Why should I be aware of this?
Earthbag home is a movement to move back more closely to the earth, and to use renewable resources and resources readily available for building homes. Recent studies and experiments have proven that an earthbag home is environmentally friendly, energy efficient, and is built from local - and readily available - resources.
All about Earthbag homes
Earthbag homes involves filling up burlap bags or polypropylene bags with earth. Clay is mixed with a certain percentage of sand, stapled tightly shut, and stacked to build the outside walls of the home. As wood is not used, a dome is often incorporated into the design so that rafters do not need to be put in place.
Typically arched doors and round windows are made, incorporating into the design. Sometimes, a door is framed in using lumber. A number of houses have window openings made of metal farm machine wheels and culvert couplings. The outside is usually covered with stucco, papercrete, or stabilized earthen plaster. In several houses an airlock is incorporated into the design to be more energy efficient. This serves dual purpose - the main door opens onto a room that can be used to store coats and boots, and then egress is made into the interior.
Energy efficient homes
Because of the thick walls and the insulating qualities of earth, these homes make good use of passive solar heat, facing south or east, depending on location. The sunlight is absorbed by the interior walls, keeping the room warm after the sun goes down. Often, the only source of energy used is either fireplaces or small propane or electric heaters in individual bedrooms. The exterior walls of the house should be properly finished so that the daily heat from the sun does not leak back out in the evening.
- The designs of Earthbag homes look heavy to some and give the impression of living in caves.
- The houses also require a great deal of plaster in construction to insure water integrity.
- Material used to fill the earth bags needs to be stable and not contain moisture.
- A small mixture of cement into the bags can give increased stability, depending on the composition of the filler.
- Some people find the design of an Earthbag home to be "heavy" and have the feeling of living in a cave.
- Before you plan to build an Earthbag house be sure to check local codes and work closely with local building officials.
What can I do about it?
- Materials for building an Earthbag homes are literally right in your own backyard.

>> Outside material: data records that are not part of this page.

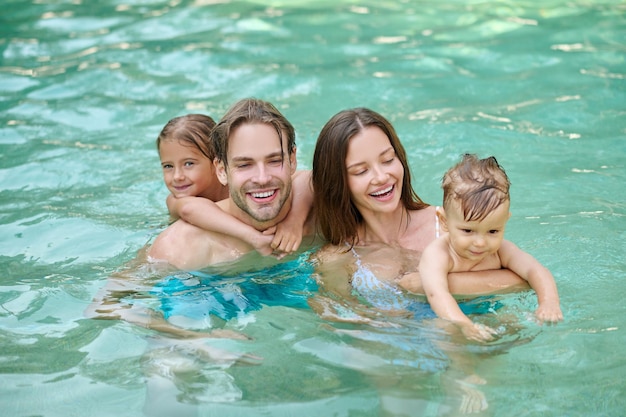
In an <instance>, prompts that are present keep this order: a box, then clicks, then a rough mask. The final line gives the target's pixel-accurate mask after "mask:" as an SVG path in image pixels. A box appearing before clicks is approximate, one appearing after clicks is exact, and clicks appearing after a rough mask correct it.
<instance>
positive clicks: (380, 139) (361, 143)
mask: <svg viewBox="0 0 626 417" xmlns="http://www.w3.org/2000/svg"><path fill="white" fill-rule="evenodd" d="M346 170H347V173H348V187H349V188H350V195H351V197H352V201H353V203H354V204H355V206H356V208H357V209H358V210H359V212H360V213H361V214H365V212H368V211H369V212H373V213H385V212H389V213H391V212H393V211H395V210H396V209H397V208H398V205H399V203H400V195H401V193H402V181H403V179H404V168H403V166H402V163H401V162H400V160H399V159H398V157H397V155H396V152H395V151H394V149H393V147H392V146H391V142H390V141H389V138H388V137H387V135H385V133H384V132H383V131H382V130H381V129H380V128H379V127H377V126H369V127H366V128H365V129H363V130H362V131H361V132H359V133H358V134H357V135H355V136H354V137H353V138H352V139H350V143H349V144H348V153H347V155H346Z"/></svg>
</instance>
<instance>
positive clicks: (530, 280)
mask: <svg viewBox="0 0 626 417" xmlns="http://www.w3.org/2000/svg"><path fill="white" fill-rule="evenodd" d="M498 254H499V255H500V261H501V263H502V266H503V267H504V268H508V269H510V270H511V271H513V272H515V273H516V274H518V275H519V276H520V277H522V278H523V279H525V280H526V281H528V284H530V286H531V288H532V289H533V290H535V293H537V300H538V301H539V307H538V308H537V311H536V312H535V315H536V316H537V318H538V319H539V320H541V321H542V322H543V321H547V322H557V321H561V320H563V313H562V312H561V306H560V301H559V293H558V290H557V287H556V282H555V281H554V277H553V276H552V273H550V271H549V270H548V269H547V268H546V267H544V266H543V265H541V263H539V261H537V260H536V259H535V258H534V257H533V256H532V255H530V254H528V253H526V252H524V251H523V250H521V249H520V248H518V247H517V246H516V245H515V244H513V243H512V242H509V241H506V240H505V241H503V242H502V245H501V246H500V250H499V251H498Z"/></svg>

- The topsoil should not be used as grasses, twigs and the miscellaneous debris found in topsoil will eventually decompose, leaving cavities in the bag. This will and undermining the structural integrity of the building.
- Once cleared, the remaining clean soil can be used. You can also import soil from a local gravel yard, where reject materials from gravel usually have an appropriate sand-to-clay ratio.
- Earthbag homes are inexpensive, with many builders able to use the soil that's on-site to build the home
- Soil is made up of clay, silt, sand and gravel.
- Bags are usually low-priced in bulk, particularly misprinted bags that companies sell at reduced rates
- While Earthbag structures are labor-intensive, they are relatively easy to build with little experience and a crew of only a few people
- Earthbag homes have more monolithic structures, meaning that the entire structure is made from the same materials throughout.
- Earthbag walls also exhibit high levels of thermal mass, which is the measure of a material's ability to absorb, store and transfer heat
- Earthbag homes also appear to be structurally sound and safe.